Le Japon possède un riche patrimoine militaire dont il ignore la valeur et les origines. Un regard sur le début du XIXe siècle montre une toute autre organisation des troupes, de type féodal. En fait, le pays adopte très vite le modèle français alors réputé le meilleur : de 1867 à 1919, diverses missions militaires organisent, bâtissent, ordonnent.

Cette diplomatie militaire que l’on décortique à partir de sources inédites, est discontinue ; aux Français succèdent les Allemands, les Hollandais.
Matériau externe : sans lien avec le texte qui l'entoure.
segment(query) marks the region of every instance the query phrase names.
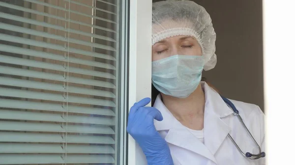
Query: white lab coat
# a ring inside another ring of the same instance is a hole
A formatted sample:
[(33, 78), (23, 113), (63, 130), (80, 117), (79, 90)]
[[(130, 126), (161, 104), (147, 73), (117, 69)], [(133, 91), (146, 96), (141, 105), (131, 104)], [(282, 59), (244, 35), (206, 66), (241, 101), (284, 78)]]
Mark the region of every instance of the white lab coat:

Cependant les officiers du Génie et d’Artillerie, les As de la Première Guerre mondiale ont tout particulièrement marqué le Japon. Casernes, mess d’officiers, usines, laboratoires en sont les témoins matériels, comme les premiers traités de construction et d’architecture. Dorénavant, le Ministère de la Guerre dispose d’une reconnaissance de ses plus anciens équipements. Avec cette synthèse, le ministère français de la Défense a une idée de la richesse de ces échanges. L’objet de la recherche est quelque peu tabou au Japon.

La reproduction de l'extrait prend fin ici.